3. The Imperative and Object-Oriented Paradigms in Scala

In this chapter, we discuss the imperative and object-oriented programming paradigms with examples in Scala.

3.1. Options for running Scala code

In this section, we discuss the different options for running Scala code, including applications and tests.

  • The simplest way to run Scala code fragments is through the Scala REPL (read-eval-print loop). We can launch the Scala REPL and then evaluate definitions and expressions:

    $ scala
    Welcome to Scala 2.12.1 (Java HotSpot(TM) 64-Bit Server VM, Java 1.8.0_102).
    Type in expressions for evaluation. Or try :help.
    
    scala> 3 + 4
    res0: Int = 7
    
    scala> def f(x: Int) = x + 2
    f: (x: Int)Int
    
    scala> f(3)
    res1: Int = 5
    
    scala> val z = f(4)
    z: Int = 6
    
    scala> Seq(1, 2, 3).map(f)
    res2: Seq[Int] = List(3, 4, 5)
    

    This is a very effective, painless way to conduct initial explorations. The drawback of this approach is a lack of support for managed dependencies, which are required for more advanced work. In that case, starting the Scala REPL through sbt as discussed below is a much better choice.

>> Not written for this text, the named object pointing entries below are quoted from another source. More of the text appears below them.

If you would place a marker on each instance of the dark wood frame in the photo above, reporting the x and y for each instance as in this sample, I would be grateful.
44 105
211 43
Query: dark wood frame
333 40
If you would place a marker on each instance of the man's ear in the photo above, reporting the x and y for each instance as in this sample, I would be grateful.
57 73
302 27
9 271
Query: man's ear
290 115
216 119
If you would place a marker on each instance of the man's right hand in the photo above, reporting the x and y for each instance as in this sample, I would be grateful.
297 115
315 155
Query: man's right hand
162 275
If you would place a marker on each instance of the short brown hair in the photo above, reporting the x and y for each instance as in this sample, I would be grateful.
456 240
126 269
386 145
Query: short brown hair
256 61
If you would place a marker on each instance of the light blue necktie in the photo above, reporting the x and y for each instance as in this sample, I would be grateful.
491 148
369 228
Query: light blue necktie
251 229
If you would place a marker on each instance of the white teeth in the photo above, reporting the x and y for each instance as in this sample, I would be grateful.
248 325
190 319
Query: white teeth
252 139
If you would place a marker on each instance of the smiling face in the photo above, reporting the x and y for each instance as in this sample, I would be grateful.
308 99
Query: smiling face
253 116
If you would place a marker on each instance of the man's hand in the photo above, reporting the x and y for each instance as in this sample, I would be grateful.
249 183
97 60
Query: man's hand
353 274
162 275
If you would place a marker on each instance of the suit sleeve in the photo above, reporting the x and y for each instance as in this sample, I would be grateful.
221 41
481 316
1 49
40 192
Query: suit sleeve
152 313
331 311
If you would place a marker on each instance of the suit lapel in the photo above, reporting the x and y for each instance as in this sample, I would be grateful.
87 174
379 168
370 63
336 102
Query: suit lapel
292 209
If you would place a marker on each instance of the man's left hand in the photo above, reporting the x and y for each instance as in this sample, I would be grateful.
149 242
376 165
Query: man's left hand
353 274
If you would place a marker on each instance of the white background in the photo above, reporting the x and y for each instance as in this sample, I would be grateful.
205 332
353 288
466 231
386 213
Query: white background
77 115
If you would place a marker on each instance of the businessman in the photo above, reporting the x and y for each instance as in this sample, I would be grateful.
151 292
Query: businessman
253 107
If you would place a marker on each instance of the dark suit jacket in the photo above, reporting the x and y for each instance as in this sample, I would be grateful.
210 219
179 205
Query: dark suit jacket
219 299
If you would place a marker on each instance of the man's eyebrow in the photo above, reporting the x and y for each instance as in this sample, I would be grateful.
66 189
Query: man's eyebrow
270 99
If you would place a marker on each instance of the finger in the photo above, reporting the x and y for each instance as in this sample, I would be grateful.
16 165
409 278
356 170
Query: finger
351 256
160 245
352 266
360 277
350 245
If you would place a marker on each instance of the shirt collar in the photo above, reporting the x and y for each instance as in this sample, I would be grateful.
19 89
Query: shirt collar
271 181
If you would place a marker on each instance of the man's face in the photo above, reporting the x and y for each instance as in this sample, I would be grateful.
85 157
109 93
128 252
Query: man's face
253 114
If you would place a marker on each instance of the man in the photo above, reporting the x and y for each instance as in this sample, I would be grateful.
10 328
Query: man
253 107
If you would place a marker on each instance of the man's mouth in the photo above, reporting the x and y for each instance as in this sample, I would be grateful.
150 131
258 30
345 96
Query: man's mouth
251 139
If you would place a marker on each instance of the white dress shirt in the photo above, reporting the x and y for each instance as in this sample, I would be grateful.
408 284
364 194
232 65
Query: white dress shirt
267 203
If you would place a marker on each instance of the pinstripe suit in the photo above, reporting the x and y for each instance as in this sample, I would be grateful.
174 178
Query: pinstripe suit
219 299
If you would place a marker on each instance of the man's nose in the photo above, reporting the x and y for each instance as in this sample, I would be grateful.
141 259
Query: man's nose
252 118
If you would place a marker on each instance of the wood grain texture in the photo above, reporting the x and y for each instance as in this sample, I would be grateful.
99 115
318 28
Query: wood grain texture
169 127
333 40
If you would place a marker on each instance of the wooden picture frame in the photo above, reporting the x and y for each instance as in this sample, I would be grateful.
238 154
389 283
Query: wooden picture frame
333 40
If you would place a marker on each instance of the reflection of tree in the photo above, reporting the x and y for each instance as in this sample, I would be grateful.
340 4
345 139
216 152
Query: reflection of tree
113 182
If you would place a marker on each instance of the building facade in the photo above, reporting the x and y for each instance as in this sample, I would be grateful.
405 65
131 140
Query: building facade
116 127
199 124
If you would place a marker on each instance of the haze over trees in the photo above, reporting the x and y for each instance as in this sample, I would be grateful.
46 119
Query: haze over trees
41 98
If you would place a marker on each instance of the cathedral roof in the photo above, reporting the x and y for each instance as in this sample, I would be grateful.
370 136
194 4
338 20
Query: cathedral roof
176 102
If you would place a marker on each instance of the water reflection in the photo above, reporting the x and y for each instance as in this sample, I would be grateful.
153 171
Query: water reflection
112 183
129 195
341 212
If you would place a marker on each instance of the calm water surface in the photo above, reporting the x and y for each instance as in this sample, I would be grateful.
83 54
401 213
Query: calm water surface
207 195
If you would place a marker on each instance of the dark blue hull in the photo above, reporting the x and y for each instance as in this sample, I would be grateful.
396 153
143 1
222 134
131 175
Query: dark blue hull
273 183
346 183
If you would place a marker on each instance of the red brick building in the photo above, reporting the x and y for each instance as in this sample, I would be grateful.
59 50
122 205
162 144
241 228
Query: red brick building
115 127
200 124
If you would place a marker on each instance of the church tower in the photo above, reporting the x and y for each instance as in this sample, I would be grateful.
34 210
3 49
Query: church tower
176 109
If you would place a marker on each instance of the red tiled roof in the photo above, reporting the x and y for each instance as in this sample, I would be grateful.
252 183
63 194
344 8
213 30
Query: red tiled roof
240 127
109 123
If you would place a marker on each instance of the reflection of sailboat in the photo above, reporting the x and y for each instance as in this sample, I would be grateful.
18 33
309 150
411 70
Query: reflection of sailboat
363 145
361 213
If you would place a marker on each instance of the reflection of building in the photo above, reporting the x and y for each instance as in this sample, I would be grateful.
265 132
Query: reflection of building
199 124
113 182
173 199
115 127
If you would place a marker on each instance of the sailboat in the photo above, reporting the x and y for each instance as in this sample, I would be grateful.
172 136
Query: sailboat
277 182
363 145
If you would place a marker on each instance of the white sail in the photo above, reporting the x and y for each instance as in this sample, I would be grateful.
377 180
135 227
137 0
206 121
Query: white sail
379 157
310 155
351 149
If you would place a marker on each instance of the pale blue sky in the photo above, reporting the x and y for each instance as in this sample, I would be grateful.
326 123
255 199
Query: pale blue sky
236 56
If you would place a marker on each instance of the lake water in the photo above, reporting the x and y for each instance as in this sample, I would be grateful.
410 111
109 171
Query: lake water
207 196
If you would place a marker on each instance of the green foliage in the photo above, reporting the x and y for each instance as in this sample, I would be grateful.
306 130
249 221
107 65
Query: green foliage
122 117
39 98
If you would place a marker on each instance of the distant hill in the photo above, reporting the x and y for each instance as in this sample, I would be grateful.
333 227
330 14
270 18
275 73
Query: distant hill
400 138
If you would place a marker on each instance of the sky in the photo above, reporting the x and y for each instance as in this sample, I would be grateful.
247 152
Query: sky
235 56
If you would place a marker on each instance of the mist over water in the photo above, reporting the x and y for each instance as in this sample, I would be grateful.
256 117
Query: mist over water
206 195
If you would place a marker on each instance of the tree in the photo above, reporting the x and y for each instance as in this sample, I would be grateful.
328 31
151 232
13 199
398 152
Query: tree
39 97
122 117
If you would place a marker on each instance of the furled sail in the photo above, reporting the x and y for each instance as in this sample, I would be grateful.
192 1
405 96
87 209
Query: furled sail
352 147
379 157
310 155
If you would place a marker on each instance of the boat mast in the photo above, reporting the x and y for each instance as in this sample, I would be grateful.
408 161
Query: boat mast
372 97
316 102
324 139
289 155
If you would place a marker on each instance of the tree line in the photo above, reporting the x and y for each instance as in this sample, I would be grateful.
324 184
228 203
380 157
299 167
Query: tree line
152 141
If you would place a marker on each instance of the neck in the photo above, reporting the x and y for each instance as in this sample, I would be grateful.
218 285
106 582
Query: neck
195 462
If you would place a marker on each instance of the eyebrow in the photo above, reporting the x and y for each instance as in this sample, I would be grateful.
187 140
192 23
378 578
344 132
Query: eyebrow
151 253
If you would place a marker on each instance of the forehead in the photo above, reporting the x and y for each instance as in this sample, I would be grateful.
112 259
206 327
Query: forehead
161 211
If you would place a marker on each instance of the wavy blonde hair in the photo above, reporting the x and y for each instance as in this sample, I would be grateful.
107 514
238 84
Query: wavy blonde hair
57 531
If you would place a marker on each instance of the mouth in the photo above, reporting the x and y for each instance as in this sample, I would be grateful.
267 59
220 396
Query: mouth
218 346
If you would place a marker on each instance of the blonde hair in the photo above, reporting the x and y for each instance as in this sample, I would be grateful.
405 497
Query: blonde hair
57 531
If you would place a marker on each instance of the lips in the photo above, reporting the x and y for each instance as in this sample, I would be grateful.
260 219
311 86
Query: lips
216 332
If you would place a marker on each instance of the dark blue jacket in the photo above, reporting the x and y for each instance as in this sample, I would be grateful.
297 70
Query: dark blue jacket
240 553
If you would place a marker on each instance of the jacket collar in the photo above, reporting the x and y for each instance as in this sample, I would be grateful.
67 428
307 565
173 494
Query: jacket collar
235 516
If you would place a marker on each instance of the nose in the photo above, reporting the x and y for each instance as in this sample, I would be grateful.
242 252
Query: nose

Managing the Scala/Java classpath manually is discouraged.

    You can also run simple scripts (with optional command-line arguments) directly through the scala interpreter:

    $ cat > blah.scala
    println(args.toList)
    $ scala blah.scala 1 2 3
    List(1, 2, 3)
    
  • In a Scala IDE such as IntelliJ IDEA, we can run Scala applications (classes/objects with a main method or objects extending the App trait) and Scala tests from within the IDE. To pass command-line arguments to an application, we have to create a suitable run configuration.

  • In IntelliJ IDEA, Scala worksheets are a convenient way to do REPL-style exploratory programming while being able to modify and save all your code. Check out this example, especially the simple option and list examples. For simple testing, you can intersperse assertions within your code. Worksheets can live in any folder and coexist with other code. So you can start exploring something in a worksheet and then move it into your production code when appropriate. The Eclipse Scala IDE has a similar feature.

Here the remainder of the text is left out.